The real business model is likely to get a giant user base and then swim in all that VC cash while they try to figure out how to become profitable.
 
I admit mostly ignorance, but it seems like their model is to 1) utilize cash in the user accounts for interests and possibly loans and 2) build services on the platform that do require subscriptions. Advice, automation, analysis, etc

The real business model is likely to get a giant user base and then swim in all that VC cash while they try to figure out how to become profitable.

I was reading a month or two ago that they just got 1.3b in new investments (as in, outside investments, not client liquidity.) They won't run out of cash any time soon.
 
This sounds like gambling or something not condoned by the FTC. It could come down to a weird rule or needing to be a licensed accountant in a certain state or if the trader is taking advice from users under a US trade embargo. Though, may be totally speaking out of my ass on this one. Twitch needs to draw a line somewhere.
 
Buying Tesla stock is smart

After reading that thread yesterday about Amazon approaching $1000, I'm convinced that's gonna be Tesla in like 10 years.
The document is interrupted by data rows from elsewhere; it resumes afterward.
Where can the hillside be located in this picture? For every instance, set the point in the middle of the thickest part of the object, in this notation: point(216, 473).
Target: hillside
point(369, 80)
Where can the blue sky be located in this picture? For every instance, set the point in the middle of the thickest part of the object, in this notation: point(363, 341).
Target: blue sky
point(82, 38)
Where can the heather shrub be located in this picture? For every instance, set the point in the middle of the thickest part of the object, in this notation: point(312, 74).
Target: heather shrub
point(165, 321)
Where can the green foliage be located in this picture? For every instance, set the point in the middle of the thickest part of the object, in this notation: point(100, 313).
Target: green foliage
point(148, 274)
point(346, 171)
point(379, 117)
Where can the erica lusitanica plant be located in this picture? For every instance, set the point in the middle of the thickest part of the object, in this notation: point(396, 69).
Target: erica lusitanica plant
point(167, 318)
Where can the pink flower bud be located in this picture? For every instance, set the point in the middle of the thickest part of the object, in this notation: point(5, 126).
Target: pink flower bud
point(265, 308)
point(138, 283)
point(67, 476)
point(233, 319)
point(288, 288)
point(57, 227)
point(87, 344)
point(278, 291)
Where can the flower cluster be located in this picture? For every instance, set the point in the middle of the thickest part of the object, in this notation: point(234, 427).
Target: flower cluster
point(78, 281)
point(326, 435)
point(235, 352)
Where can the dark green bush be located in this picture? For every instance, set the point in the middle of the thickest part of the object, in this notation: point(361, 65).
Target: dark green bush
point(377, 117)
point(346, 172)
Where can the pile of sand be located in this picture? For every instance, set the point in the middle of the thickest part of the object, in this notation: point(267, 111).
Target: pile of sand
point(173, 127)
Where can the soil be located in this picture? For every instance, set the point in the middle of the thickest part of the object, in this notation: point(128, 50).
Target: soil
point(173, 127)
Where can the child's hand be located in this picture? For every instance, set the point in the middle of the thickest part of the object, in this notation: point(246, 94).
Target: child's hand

I already have a few thousand in shares but if it goes below $300 in the near future I'm gonna dump all my money in.
 
I don't get how you're scored. Almost nothing I've voted for has ever been the resultant vote, yet I have over 2000 points.

Also, how do I know if a vote is registered correctly?
 
ARE YOU READY TO RUMBLEEEE

It's live again. You can see votes in the window on the right side.

Also I see that the game ends if the account value falls below $25,000. I'm not sure if that's a new change or not.
 
I don't get how you're scored. Almost nothing I've voted for has ever been the resultant vote, yet I have over 2000 points.

Also, how do I know if a vote is registered correctly?

Doesn't matter if your vote wins or not.

  • At the end of each 5 minute voting round, we calculate which trade you voted for the most times, and store it for 5 more minutes.
  • After those 5 minutes, your trade will be scored based on the return on investment made by that trade.
  • If you voted to buy a stock and that stock went up, you will win points based on how much it went up. If it went down, you'll lose points based on how much it went down.
  • Scoring of the sell votes is the opposite, if you vote to sell and that stock goes down, you win points, if it goes up, you lose points.
 
Interestingly, it appears some of the gains are inflated because Robinhood gives free stock when a referral link is used, and naturally newspapers are drawing attention to the Twitch stream and its referral link. I'm not sure if this adds to the stock portfolio since the start or not.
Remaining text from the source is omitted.